Best Thesis - 2012

Adaptive Retrieval, Composition & Presentation of Closed-Corpus and Open-Corpus Information

-Ben Steichen

Abstract: 

A key challenge for information access systems lies in their ability to deliver information that is most suited to a user’s needs, preferences and context. Personalised Information Retrieval (PIR) seeks to address this challenge by tailoring the selection of results to each individual user. Such PIR systems typically generate adaptive result rankings based on historic user interests or location properties. However, other considerations such as user needs, preferences or context are often neglected. Moreover, users are typically only presented with linear (monolingual) result rankings that do not provide any adaptive navigation support across different information sources. On the other hand, the field of Adaptive Hypermedia (AH) has inherently focused on generating non-linear, hyperlinked result compositions. This enables adaptive navigation and presentation support, allowing users a guided experience through an information space. Moreover, AH systems typically generate adaptive responses according to multiple considerations (also called personalisation “dimensions”), such as user needs, knowledge and context. However, AH techniques have typically only been applied across closed-corpus content bases, requiring substantial amounts of metadata. The key problem remains in providing such adaptive compositions across open-corpus information sources (in addition to closed corpora).

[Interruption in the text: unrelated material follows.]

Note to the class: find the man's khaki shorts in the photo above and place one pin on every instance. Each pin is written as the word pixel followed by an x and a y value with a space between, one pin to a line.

In order to address this problem, the thesis presents a novel compositional approach to open- and closed-corpus information retrieval and delivery through an innovative combination of Adaptive Hypermedia and Personalised Information Retrieval techniques. This technology enables the first dynamic integration and multidimensional adaptation of multilingual open and closed corpora. In particular, the contribution of the thesis is an extension of PIR and AH techniques to enable informed multiple adaptive query generation and adaptive result recomposition and presentation. This innovation is evaluated and validated through a series of case study implementations and evaluations, which show that the compositional approach successfully supports authentic user information needs in a personalised manner. In particular, it is shown that users are more efficient, effective and satisfied with the compositional approach compared to conventional information retrieval systems. Moreover, the approach is shown to be able to support multiple dimensions of adaptation, including user intent, language, knowledge, interface preferences and device capabilities.